高等学校に入学した頃から少年はそんなことを言うようになっていた。
そして自称トレジャーハンター、しかし実際は学者をしている少女の父親の世界を回る旅に少年も同行するようになった。
少女の父親は彼女が幼い頃から色んな地方の薬や医学に興味を持ちつつも、伝承や伝説とされている不老不死の薬や万能薬といったようなものまで関心を示し、
東の方で不老不死の老人がいるらしいと聞けば東に行き、南の密林にあるという木の根が万病に効くと聞けば南に行く父親の姿を見てきた少女は、
あながちトレジャーハンターというのも間違っていないような気がしていた。
そんな父親のある意味病的なトレジャーハントを許す母親はというと、代々家業でもある商店を切り盛りする女主人である。
彼女の収入に支えられてのトレジャーハントなのだが、いつも母親は快く父親を送り出していた。
少女はそんな母親も好きだったし、何かを得ようと意気軒昂に家を出る父親も好きだった。
したがって幼馴染で大の仲良しの少年が父親のように世界中を旅してまわることになっても、不安や心配はあるがいつも笑って見送っている。
寂しい思いを抱える日もあるけれど、きっと彼は戻ってくると信じているし彼は沢山のお土産と土産話を持って帰ってくるので
彼の帰ってくる日を想像しながら待つ時間も少女は好きになっていた。
「じゃあ、手続きをしてくるから荷物を預かっててくれるかな」
大きな港にある事務局の入口の前で少年は背負っていた荷物を下ろし、少女の隣に立っていた旅の水先案内人に荷物を手渡した。

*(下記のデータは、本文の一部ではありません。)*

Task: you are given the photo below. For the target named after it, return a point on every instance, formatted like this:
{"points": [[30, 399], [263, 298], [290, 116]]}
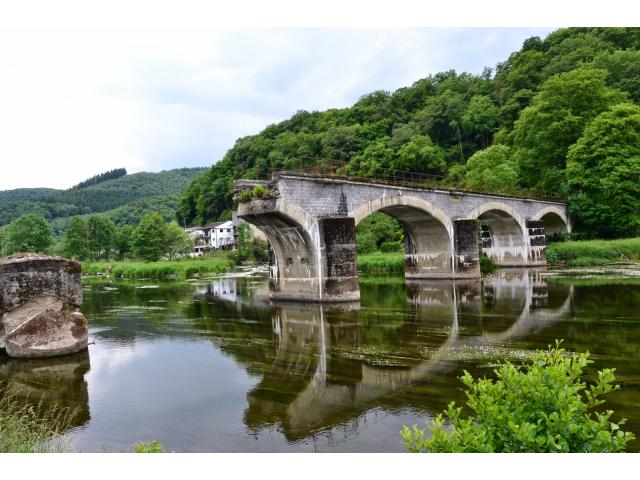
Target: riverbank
{"points": [[586, 253], [180, 269]]}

本当は少女の父親が雇っている用心棒のような存在なのだが、娘には水先案内人と話している。
「もぉ、そのくらい私にだって持てるわよ。 本当、昔から非力扱いなんだから」
目の前を素通りしていった荷物を少しムッとした表情で眺めながら、少女は少年に向って口を尖らせた。
色が白くてとても細い腕をしている彼女には今後も絶対に重いものなど持たせるつもりはないが、彼は優しく笑って「ごめん」と言う。
そんな彼の笑顔につられるように彼女も穏やかに微笑んだ。
「いってらっしゃい」
「いってきます」
早く改善策を見つけなければ――船の甲板で小さくなる少女を見つめながら少年は毎回出港の度に思うことを頭の中で繰り返す。
身近に死が迫っているわけでもないし、急病というわけでもない。
早世が決まっているわけでもない。
それでも彼女の蜉蝣のようにか細くか弱い体つきや体質と、満月の夜に酷く高熱を出して苦しむ謎の状態を不治の病だと決めつけて、このまま手を拱いて過ごすことなんてできなかった。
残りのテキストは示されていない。